The article says that, for the most part, credit unions have been in this market for a relatively short time-most have offered private student loans for less than five years. 

The article notes:

  • The Consumer Financial Protection Bureau reports that student loan debt just surpassed $1 trillion in 2012 and is now the largest form of consumer debt in the U.S., eclipsing credit cards;
  • Private student loans comprise 15% of total outstanding student loan debt. The remaining 85% is federally guaranteed loans; and
  • Total delinquencies (loans past due more than 60 days) in the private student loan market nationwide is 5.4% (according to CFPB), and total delinquency for credit unions in their portfolios is a much lower 1.46%.
As credit unions become more involved in providing these loans to their members, they must be aware that it is an attractive loan product but with rising delinquency rates. They also must consider all risks associated with private student loans before entering the market, the NCUA says.
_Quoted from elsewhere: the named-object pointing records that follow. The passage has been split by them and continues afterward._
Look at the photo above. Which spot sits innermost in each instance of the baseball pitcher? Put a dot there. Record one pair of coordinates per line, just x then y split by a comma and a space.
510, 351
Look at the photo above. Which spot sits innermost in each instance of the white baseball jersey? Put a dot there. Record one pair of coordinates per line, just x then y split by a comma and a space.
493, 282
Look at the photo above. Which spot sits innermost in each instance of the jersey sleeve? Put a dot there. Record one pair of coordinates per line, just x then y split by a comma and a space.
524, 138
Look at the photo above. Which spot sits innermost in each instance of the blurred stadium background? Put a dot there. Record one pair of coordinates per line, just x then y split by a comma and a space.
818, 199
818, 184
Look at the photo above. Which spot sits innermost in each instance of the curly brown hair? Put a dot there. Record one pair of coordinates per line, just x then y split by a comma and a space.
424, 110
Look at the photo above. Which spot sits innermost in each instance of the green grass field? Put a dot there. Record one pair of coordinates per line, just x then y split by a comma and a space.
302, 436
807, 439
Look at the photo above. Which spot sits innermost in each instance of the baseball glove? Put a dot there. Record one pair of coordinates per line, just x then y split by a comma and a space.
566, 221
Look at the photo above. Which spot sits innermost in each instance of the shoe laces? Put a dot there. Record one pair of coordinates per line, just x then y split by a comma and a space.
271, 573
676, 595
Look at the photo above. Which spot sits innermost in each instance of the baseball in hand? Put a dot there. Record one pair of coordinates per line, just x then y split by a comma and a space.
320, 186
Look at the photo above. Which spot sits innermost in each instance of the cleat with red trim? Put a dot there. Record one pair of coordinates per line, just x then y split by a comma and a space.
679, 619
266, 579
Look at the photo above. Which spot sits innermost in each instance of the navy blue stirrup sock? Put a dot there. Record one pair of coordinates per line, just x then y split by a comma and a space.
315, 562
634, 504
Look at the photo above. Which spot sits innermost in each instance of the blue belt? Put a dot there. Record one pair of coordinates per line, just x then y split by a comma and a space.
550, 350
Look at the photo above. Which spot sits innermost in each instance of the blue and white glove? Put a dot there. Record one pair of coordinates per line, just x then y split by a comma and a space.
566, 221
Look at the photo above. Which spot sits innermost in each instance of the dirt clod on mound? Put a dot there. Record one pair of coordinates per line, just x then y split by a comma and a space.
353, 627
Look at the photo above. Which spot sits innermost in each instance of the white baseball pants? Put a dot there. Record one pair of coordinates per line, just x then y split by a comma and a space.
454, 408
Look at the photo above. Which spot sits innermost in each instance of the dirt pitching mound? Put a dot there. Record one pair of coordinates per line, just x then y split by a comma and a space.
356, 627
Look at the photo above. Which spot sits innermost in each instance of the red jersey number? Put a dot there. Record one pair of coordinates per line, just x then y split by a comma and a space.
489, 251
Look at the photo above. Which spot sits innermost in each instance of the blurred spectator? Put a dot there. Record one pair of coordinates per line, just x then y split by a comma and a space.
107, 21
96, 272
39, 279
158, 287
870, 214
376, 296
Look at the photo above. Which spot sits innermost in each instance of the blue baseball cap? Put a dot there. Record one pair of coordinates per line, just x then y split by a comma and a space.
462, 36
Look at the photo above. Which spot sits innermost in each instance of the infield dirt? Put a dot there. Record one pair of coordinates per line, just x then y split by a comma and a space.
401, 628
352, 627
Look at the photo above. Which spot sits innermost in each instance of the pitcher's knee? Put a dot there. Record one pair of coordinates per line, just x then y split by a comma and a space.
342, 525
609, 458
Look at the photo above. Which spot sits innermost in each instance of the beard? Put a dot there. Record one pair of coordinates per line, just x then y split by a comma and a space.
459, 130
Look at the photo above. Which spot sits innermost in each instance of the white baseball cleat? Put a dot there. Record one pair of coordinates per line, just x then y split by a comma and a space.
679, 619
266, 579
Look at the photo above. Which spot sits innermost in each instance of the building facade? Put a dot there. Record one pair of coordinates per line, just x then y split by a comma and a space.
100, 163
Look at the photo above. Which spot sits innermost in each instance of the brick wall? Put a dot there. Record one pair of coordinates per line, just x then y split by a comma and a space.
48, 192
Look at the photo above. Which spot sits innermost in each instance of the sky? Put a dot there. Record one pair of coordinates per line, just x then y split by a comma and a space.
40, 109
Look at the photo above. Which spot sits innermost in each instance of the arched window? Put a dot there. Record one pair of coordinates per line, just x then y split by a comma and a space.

The agency names some of the risks as:

  • An increasing reliance on parents as co-borrowers for private student loans, which has almost doubled since 2005. According to CFPB, 55% of private student loans had cosigners in 2005;
  • That number jumped to 91% in 2011;
  • The compounding of interest because of a deferral period can be quite large when the repayment period begins. A typical private student loan can have a deferral period up to five years while the borrower is in school. This results in the borrower owing much more than just the original principal; and
  • Unlike federal guaranteed student loans that have fixed rates, private student loans usually have adjustable rates. Although the current interest rate environment is at an all-time low, there is no guarantee that rates will remain that low three to four years out.
The NCUA states it expects credit unions to establish reasonable concentration limits for a private student loan portfolio to protect against risk.